Die neue Saison hat begonnen wie die alte aufgehört hatte: mit Chaos. Während im Vorjahr ein Renntermin verschoben worden war, so dass die Triathletinnen des Turnvereins nicht in Bestbesetzung antreten konnten, hatte sich nun eine Abitur-Prüfung verschoben, von Donnerstag auf den gestrigen Montag. Eine Erlanger fiel daher aus, die zweite hatte sich einen Nerv eingeklemmt. Und schon stand Ella Schmidt in Darmstadt an der Startlinie, ihrer Erkältung zum Trotz.

"Ich dachte mir, ich probier’s", sagt die 26-Jährige. "Beim Laufen bin ich dann aber raus." Im Rennen waren für das Erlanger Damen-Team fortan nur noch Stefanie Walter, Katharina Kern und Zila Kosta, die als Nachwuchstalent eingesprungen war. Dabei hatte es zu Beginn so gut ausgesehen: "Stefanie kam als Erste aus dem Wasser", sagt Schmidt. "In der Radgruppe musste sie dann sehr viel arbeiten." Die Folge: Beim Laufen reichte die Kraft nicht mehr, Walter fiel auf Rang zwölf zurück.

"Sie hatte sich da selbst mehr erhofft, weil sie bislang gut drauf war in dieser Saison. Deshalb war sie sehr enttäuscht." Das galt für das gesamte Erlanger Damen-Team, das eigentlich in jedem Rennen aufs Podest wollte — natürlich ein Ziel, das nur in besserer Besetzung realistisch ist.

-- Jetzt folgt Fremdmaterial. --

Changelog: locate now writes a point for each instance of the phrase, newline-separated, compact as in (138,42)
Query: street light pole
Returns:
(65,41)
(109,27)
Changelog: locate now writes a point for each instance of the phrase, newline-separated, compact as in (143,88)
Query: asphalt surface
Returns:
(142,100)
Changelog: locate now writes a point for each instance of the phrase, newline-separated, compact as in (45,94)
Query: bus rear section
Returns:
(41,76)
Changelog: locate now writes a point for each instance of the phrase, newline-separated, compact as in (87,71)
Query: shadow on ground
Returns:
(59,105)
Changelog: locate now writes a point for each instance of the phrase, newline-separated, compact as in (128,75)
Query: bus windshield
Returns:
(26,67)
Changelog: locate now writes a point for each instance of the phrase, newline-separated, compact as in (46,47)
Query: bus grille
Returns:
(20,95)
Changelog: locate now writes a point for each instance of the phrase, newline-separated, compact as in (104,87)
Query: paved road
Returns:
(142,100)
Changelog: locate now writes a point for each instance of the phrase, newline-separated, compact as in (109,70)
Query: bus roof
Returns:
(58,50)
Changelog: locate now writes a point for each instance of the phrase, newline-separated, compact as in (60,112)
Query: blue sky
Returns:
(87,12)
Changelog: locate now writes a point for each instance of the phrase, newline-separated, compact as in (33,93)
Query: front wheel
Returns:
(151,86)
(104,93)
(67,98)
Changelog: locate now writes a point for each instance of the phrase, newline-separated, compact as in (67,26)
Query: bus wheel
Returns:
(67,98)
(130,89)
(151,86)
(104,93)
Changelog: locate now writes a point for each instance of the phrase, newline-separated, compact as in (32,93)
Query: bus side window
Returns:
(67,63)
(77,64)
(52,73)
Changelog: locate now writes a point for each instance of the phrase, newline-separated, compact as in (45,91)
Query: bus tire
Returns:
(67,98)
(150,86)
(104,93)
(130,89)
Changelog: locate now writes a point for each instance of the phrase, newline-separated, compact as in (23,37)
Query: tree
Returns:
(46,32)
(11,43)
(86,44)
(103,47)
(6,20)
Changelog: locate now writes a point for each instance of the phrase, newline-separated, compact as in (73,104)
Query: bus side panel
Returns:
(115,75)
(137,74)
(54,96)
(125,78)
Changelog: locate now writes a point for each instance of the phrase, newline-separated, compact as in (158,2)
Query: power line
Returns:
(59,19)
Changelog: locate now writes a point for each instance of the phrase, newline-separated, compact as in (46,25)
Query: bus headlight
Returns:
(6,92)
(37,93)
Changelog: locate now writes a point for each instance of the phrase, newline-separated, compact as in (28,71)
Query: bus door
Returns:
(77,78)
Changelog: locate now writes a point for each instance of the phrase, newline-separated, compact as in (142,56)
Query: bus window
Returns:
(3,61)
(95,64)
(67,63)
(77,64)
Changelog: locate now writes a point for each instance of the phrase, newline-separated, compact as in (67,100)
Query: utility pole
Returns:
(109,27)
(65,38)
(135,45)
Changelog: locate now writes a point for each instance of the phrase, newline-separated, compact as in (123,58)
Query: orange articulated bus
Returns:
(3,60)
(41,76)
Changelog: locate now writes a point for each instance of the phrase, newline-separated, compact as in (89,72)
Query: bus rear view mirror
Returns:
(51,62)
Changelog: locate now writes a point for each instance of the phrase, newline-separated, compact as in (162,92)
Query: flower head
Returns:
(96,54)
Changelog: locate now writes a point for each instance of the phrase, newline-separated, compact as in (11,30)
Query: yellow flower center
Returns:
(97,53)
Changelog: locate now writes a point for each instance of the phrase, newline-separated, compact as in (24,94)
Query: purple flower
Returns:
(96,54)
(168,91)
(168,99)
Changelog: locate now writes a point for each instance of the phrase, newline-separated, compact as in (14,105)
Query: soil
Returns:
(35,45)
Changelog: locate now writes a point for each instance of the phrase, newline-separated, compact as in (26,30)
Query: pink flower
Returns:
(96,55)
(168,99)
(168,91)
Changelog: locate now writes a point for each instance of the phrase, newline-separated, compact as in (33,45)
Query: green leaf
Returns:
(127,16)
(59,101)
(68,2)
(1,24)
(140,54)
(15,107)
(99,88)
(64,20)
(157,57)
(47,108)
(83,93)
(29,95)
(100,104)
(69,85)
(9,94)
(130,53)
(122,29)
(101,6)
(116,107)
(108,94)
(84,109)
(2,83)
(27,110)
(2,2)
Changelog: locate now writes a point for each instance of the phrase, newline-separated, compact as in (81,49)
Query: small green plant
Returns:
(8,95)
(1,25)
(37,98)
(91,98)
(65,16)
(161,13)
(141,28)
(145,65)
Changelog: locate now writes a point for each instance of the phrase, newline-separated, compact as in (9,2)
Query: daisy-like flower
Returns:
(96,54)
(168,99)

Verloren ist noch nichts, schließlich war Darmstadt erst das erste von fünf Rennen in der zweiten Liga.

Erlanger holt Tagessieg

Der zweite Wettbewerb allerdings steht bereits am Samstag am Rothsee an. "Wir müssen schauen, dass wir bis dahin unsere Invaliden-Gruppe wieder fit bekommen", sagt Ella Schmidt. Dann besteht auch Hoffnung, dass mehr herauskommt als ein Gesamtrang sechs. "Und wir stehen jetzt auch noch nicht arg unter Druck, wir hatten nur einen schlechten Start."

Das Herren-Team hat ebenfalls nicht überzeugt. Bester Erlanger — in einem deutlich größeren Starterfeld als bei den Damen — war Jannik Hoffmann auf Rang 44. Der Turnverein hatte auch hier Verletzungsprobleme, hinzu kommen die Abgänge der beiden Top-Talente Dion Heindl und Fabian Kraft, die in der Bundesliga starten.

Weil diese pausiert, war Kraft dennoch beim Zweitliga-Auftakt dabei, allerdings für die Reserve des DSW Darmstadt. Der Erlanger holte sich den Tagessieg. Die Punkte aber gingen an sein neues Team.